I activated the verification program, and the memory card projected a hologram: a teenage boy and girl holding hands under a cherry blossom tree, the girl's hair dripping with cake cream. The system popped up an evaluation report: [Purity 92% Emotional Entropy 8.3 Suggested Acquisition Price 230 Memory Coins]
“Not enough.” The man suddenly ripped open his collar, revealing the festering chip interface at the back of his neck, “Adding this - the memory of my wife cheating on me - should make up for the negative value, right?”

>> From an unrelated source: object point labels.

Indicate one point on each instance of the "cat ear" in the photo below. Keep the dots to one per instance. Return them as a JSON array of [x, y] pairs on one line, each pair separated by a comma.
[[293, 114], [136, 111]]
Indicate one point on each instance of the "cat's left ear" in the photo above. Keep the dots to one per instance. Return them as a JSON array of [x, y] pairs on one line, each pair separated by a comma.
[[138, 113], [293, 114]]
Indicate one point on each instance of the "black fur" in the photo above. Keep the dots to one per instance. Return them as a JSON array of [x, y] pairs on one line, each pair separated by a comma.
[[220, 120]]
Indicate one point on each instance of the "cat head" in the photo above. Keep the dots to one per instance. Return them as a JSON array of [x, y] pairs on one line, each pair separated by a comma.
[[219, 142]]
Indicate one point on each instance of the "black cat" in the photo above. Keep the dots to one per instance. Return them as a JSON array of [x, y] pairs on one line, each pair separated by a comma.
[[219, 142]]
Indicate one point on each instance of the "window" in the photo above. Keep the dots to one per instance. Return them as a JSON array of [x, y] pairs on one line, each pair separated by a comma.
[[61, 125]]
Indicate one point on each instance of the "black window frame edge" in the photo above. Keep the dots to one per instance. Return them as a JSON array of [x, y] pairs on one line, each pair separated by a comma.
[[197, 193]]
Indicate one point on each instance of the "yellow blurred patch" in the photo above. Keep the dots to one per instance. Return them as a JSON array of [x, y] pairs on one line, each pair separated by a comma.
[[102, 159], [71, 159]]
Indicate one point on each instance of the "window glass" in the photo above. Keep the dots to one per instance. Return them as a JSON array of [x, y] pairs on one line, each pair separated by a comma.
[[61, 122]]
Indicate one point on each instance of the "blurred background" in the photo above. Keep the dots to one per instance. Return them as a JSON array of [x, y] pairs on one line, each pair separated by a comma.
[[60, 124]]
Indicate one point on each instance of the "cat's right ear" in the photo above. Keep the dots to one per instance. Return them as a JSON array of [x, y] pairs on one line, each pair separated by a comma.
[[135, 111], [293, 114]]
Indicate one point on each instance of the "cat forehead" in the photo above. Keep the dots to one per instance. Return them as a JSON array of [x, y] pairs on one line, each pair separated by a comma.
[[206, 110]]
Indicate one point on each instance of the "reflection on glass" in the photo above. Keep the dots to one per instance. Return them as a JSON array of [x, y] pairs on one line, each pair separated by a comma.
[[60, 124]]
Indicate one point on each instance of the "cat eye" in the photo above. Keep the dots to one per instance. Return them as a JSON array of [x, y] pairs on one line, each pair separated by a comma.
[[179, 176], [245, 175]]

“Illegal memory transaction detected.”
“Cleaning protocol activated.”
Before I could react, the man suddenly pulled out a pistol. The moment the bullet pierced through the glass display case, the crystal memory jars that sealed other people's lives shattered in response. Pink mist gushed out from the breach, and the entire pawnshop suddenly fell into a collective hallucination - all the customers began to cry and embrace the air.
“You memory mongers...” The man coughed up blood through the smoke, “have no idea what you're selling...”
I press the panic button while the security drone is corroded to scrap metal by the memory fog. When the man's gun was pressed against my brow, the chip on the back of his neck suddenly burst into electrical sparks - that memory of cheating was backfiring on the host, and the holographic projection turned into a surveillance image: it was clearly him walking into the hotel by himself with his arm around the woman in the white coat.
“Transaction completed.”
“Collection of memory default tax: optic nerve usage rights (30 days)”
The man's screams stop abruptly, his pupils clouded with grayish opacity. I wiped the blood off my forehead and realized that the memory jar of my first love in the display case was deteriorating, and the face of the girl under the cherry blossom tree was distorted into the likeness of my dead sister.
Key Plot
Black Market of Memories: The protagonist discovers hundreds of “Memory Mothers” frozen on the bottom floor of a pawn store, continuously producing false memories.
System Loophole: Pawn memories are played back in the middle of the night, and the protagonist sees how he pawned his own humanity.
Time Trap: The street where the pawnshop is located resets every 24 hours, and everyone repeats the same conversation.
The Ultimate Trade: The system asks the protagonist to pawn his knowledge that his memories can be traded in exchange for his freedom.
I locked the door of the pawnshop when the sound of wildcats fighting came from the back alley. The bill checker suddenly spit out a bloodstained thousand-dollar bill with “Don't Trust Memory Assessment Reports” written on the back in lipstick. What's even more frightening is that when I called up the surveillance, there was no such thing as a man with a gun in the picture - just me alone performing a double act to the air.
“Today's performance meets the standard”
“Unlock secondary memory bank”
I swallowed the anti-rejection pill and the chip on the back of my neck began to burn. The crystal jar in the deepest part of the display automatically lights up, the one that holds the memory of my first day in the pawn store. When I touch the jar, I see a completely unfamiliar scene: myself shoving a gun into a crying man's hand and whispering in his ear, “Pawn the real and you'll be happy.”
My reflection reflected in the glass suddenly spoke, “Welcome to the Memory Keepers, Employee #147.” That's when I realized with a shock that the bill checker wasn't spitting out paper money at all, but an old yellowed photo - a photo of me in a white lab coat, installing a memory chip in a crying experiment.
A clock chimed from across the street, and as the seventh stroke was struck, the man wrapped in a tweed coat pushed his way in again. His memory card value was still -47%, and even the stain on his collar was exactly the same as last time.
“Pawn first love.” His eyeballs were bloodshot, “To replace the memory of the day of her car accident.”